Published in

All about Tokenizers

Photo by Jason Leung on Unsplash

We are learning tokenizers because machines do not read the language as is, thus it needs to be converted to numbers and that’s where tokenizers come to the rescue. Loosely speaking tokenization is splitting sentences into words. This sounds simple but there are a few caveats, mainly because we want to map each token to a number and the size and meaningfulness of this mapping thus formed is important and critical for Machine Learning tasks.

What is a tokenizer?

Tokenizer splits a text into words or sub-words, there are multiple ways this can be achieved.

For example, the text given below can be split into subwords in multiple ways:

Source: Author

Punctuation attached to the words makes them suboptimal.

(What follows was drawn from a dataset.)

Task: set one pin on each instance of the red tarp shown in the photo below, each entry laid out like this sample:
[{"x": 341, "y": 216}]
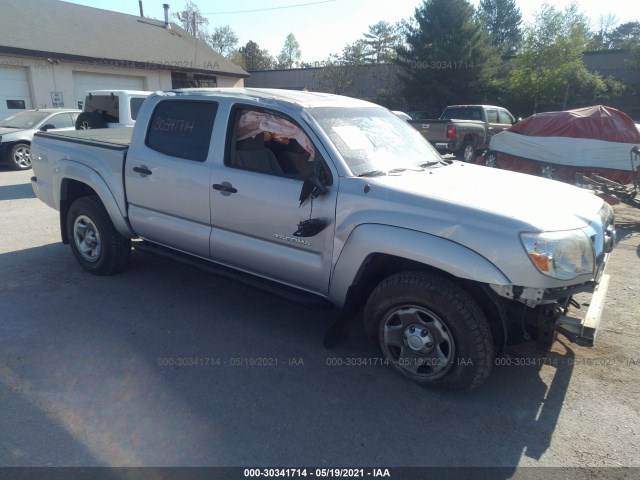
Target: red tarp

The presence of punctuations will make the model learn the specific representation and save it from learning the vast number of representations with every possible punctuation symbol following the word.

But it just doesn’t stop here. It would have been better if “Let’s” were tokenized as “Let” and “ ’s”. This is just one example of how tokenization differs based on what rule is applied. Different tokenization rules will yield different outputs for the same input text.

When it comes to the pre-trained model, the input during inferencing needs to be passed through the same tokenized rue as it has been through during training data processing. This is like the conventional data pre-processing techniques that are applied to the test data which are the same as that of training data.

So essentially the text is converted to smaller chunks. For example, if space and punctuation tokenization is used to split the sentences into words, then it might lead to a huge corpus of vocabulary and in turn, the huge embedding matrix. It will lead to an expensive affair, in terms of higher time complexity and increased memory.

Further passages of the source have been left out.